Ziele definieren – Grenzen setzen
Es ist wichtig, die Ziele im Blick zu behalten und sich nicht aktuellen Einflüssen zu unterwerfen. Die beste Lösung ist eine automatische Umschichtung, bei der das Portfolio systematisch angepasst wird, um die ursprüngliche Vermögenszuteilung beizubehalten. Nochmals, dies erspart es einem nicht, Entscheidungen treffen zu müssen. Automatische Umschichtung bedeutet, dass Anleger Geld natürlich aus teuren Märkten, die sich gut entwickelt haben, abziehen und in günstigere Märkte, die sich schlecht entwickelt haben, stecken.
Selbstverständlich ergeben sich unter Umständen kurzfristige Chancen, die genutzt werden können, und die taktische Anpassung eines Portfolios kann sinnvoll sein, falls sich die Wertentwicklung eines bestimmten Marktes zu sehr auf eine geringe Anzahl einzelner Aktien stützt. Im Allgemeinen ist es jedoch besser, sich für eine Vermögensallokation zu entscheiden, an dieser festzuhalten und sie nicht nur in Krisenzeiten, sondern regelmäßig zu überprüfen.
Noch schwieriger, aber nicht zu vernachlässigen, ist das Wissen um die eigenen Grenzen.

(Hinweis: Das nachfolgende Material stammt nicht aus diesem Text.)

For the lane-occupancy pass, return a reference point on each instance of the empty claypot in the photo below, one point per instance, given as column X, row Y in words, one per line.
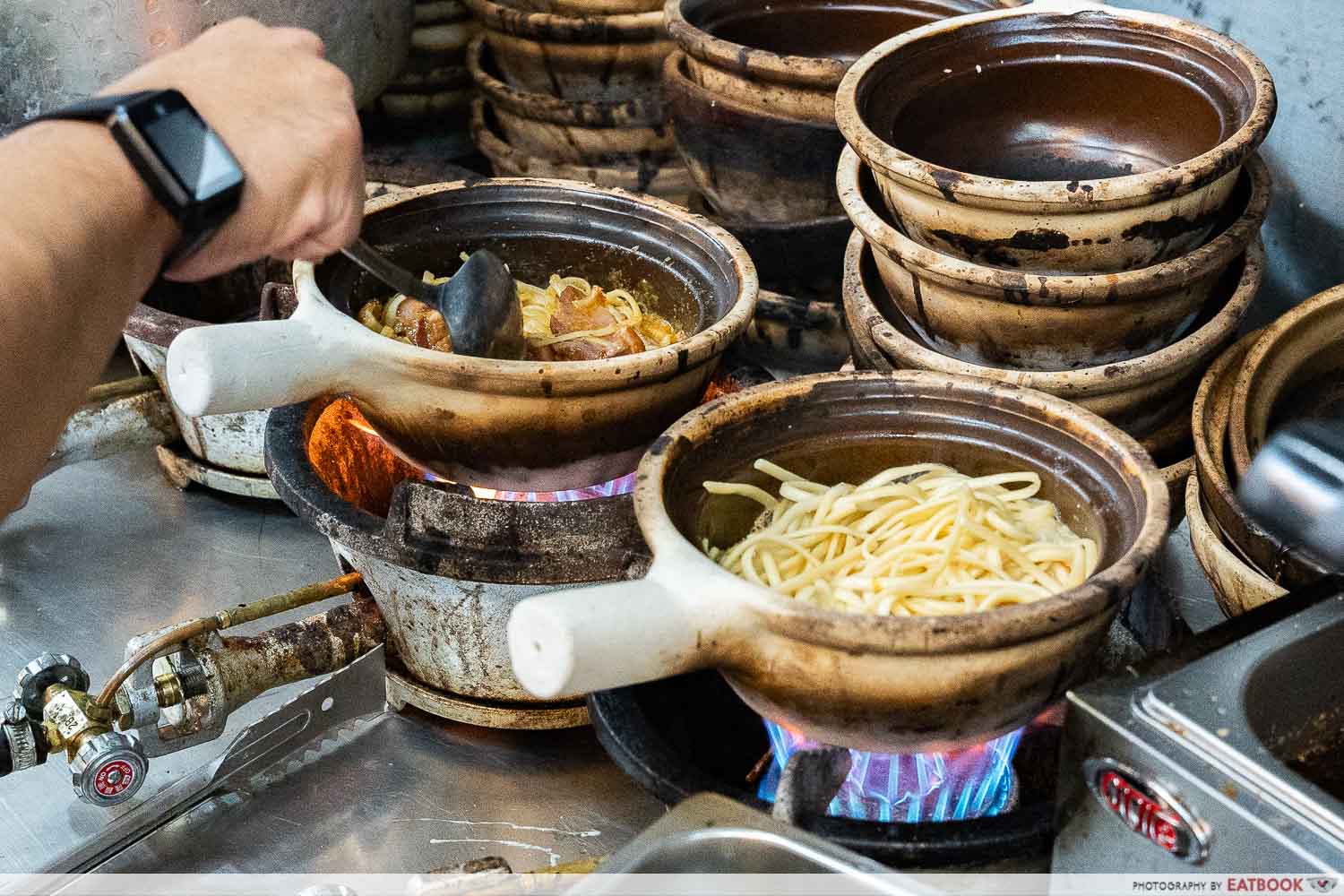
column 1046, row 322
column 658, row 177
column 570, row 131
column 753, row 96
column 752, row 164
column 1236, row 586
column 605, row 58
column 1058, row 137
column 1244, row 535
column 788, row 56
column 1148, row 397
column 1295, row 371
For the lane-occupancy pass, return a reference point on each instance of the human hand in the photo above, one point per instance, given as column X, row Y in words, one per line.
column 289, row 118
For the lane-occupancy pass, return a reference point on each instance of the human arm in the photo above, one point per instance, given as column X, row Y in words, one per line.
column 82, row 239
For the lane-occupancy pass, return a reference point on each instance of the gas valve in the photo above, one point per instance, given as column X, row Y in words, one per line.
column 109, row 769
column 177, row 688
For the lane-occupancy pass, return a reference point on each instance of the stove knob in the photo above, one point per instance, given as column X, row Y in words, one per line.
column 43, row 672
column 109, row 769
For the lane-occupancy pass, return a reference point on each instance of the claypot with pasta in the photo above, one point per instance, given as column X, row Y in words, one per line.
column 852, row 672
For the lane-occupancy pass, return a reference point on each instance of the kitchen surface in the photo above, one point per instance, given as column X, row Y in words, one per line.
column 319, row 583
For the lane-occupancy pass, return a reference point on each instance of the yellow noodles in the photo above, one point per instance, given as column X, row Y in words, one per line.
column 539, row 306
column 913, row 540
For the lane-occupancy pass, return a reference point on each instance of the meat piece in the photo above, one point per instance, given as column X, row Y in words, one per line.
column 418, row 324
column 575, row 314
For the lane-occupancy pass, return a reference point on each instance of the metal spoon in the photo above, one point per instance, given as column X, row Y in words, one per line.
column 478, row 303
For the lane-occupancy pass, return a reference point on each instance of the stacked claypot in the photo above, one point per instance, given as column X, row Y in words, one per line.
column 1292, row 370
column 570, row 89
column 1064, row 199
column 752, row 99
column 433, row 93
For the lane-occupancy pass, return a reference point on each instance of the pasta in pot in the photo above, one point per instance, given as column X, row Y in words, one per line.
column 911, row 540
column 567, row 320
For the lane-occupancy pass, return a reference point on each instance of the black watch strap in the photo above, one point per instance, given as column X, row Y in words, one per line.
column 185, row 166
column 93, row 108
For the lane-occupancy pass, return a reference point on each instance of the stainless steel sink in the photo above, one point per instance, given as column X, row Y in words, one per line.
column 711, row 834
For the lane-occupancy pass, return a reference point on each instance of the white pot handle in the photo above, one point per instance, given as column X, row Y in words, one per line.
column 610, row 635
column 253, row 366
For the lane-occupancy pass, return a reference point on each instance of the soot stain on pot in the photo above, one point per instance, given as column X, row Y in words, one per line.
column 996, row 252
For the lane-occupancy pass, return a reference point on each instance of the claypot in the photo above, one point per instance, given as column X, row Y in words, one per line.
column 1139, row 124
column 894, row 684
column 1236, row 586
column 602, row 58
column 1046, row 322
column 752, row 164
column 500, row 424
column 753, row 94
column 1295, row 371
column 228, row 441
column 1148, row 397
column 789, row 56
column 572, row 131
column 1244, row 535
column 656, row 177
column 582, row 8
column 803, row 258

Anleger haben häufig zu hohe Erwartungen hinsichtlich der möglichen Anlagerenditen. Dies führt zu einer schlechten Beurteilung der jeweiligen Risiken und Grenzen, die man sich selbst setzen muss.
Fazit: Wenn es um Geld geht, lassen sich Anleger leicht von ihren Emotionen beeinflussen und das führt häufig zu falschen Entscheidungen. Daher sollte eine Anlagestrategie so gestaltet sein, dass möglichst wenige Entscheidungen getroffen werden müssen. So verringert man das Risiko emotionsbedingter Fehlentscheidungen.